The so – called “Polite” Curse

  – Geronda, when someone wrongs us, is it right to think or say, “May he find his punishment from God”?

  – Whoever says this is being tricked by the devil and does not realize that this is a “polite” way of cursing the person. There are some people who like to see them­selves as sensitive, loving and refined, and tolerant of the wrongs they suffer. Yet, they still say, “May he find his punishment from God.” In this life, we are all taking the test to enter the eternal life, to enter Paradise.

  My mind tells me that this kind of “polite” curse is below the passing grade and is not right for a Christian, because Christ did not teach us this kind of love. He taught us to say, Father, forgive them, for they know not what they do. (Lk. 23: 34)  Likewise, the best blessing is to remain quiet while being cursed and accept with kindness the curses leveled against us.

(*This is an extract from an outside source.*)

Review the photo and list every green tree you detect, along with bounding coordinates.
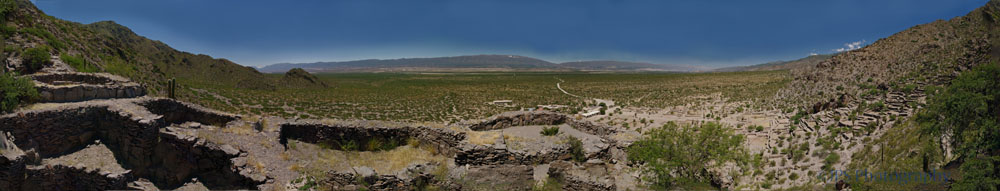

  If we suffer slander and injustice in the hands of frivo­Ious or cunning people, who are full of malice and distort the truth, we should try if we can, not to defend ourselves against them, especially if the injustice is about ourselves only. Neither should we say, “May they find their punish­ment from God,” because this is a curse, too. The best is to forgive them with all our heart and to ask God to give us the strength to bear the burden of slander, while continuing our spiritual life quietly and undetected as much as we can. Let those, who have it as their habit to judge and condemn others, continue to wrong us, because in this way they are preparing golden laurels for us in the true life. Naturally, all those who are close to God never curse because there’s no malice in them. They have only goodness and gentleness, and the bad things people throw upon these holy souls are sanctified, and they feel a great, hidden joy.

 

A Blessing from the Heart is Divine

  Now let me give you a “curse” too! May God flood your heart with His kindness and His abundant love until you go out of your mind! May your mind leave this earth even while you are in this life and stay close to Him! May you go mad with the divine madness of God’s love! May God bum your hearts with His love! Don’t ask me for a second curse; this good “curse” of mine works because it comes straight from my heart.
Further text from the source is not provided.